Halfak updated the task description. (Show Details)
Halfak moved this task to Active on the Machine-Learning-Team (Active Tasks) board.
Halfak added a subscriber: Halfak.

I made some serious progress here. At first I tried mixins, but it seems like it makes more sense to just use namespaces and groups of features that rely on particular language assets.

See https://github.com/wiki-ai/revscoring/tree/features_commons/revscoring/languages/features

We now have sets of features for languages with:

  • dictionary
  • stemmed
  • stopwords
  • regexes

This will allow us to build up languages with namespaces based on what assets we have. This will allow for patterns like this:

from revscoring.languages import english

damaging = [
    ...
    english.badwords.revision.matches - english.badwords.revision.parent.matches,
    english.badwords.diff.match_prop_delta,
    english.informals.diff.match_prop_delta,
    english.stemmed.revision.stem_prop_delta,
    english.dictionary.non_dict_words_prop_delta,
    ...
]

Not how the sub-namespaces under "english" contain collections of features.

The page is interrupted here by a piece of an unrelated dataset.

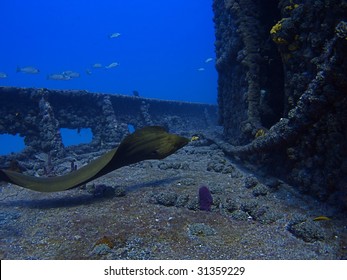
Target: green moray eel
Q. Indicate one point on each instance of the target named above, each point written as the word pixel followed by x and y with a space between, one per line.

Nitpick: shouldn't "stemmed" (verb) be "stems" (noun) for consistency with the other sets of features, which are also nouns?

I was thinking that too. I like the adjectives better since they are describing some aspect of the underlying features.

Regretfully, I couldn't think of an adjective that could apply to "badwords" or "dictionary" without sounding weird.

In a few other places, we can have some nice adjectives like "parsed", "tokenized", and "temporal".

See https://github.com/wiki-ai/revscoring/pull/233

I ended up sticking with "stemmed" but I'm still open to discussion on this point.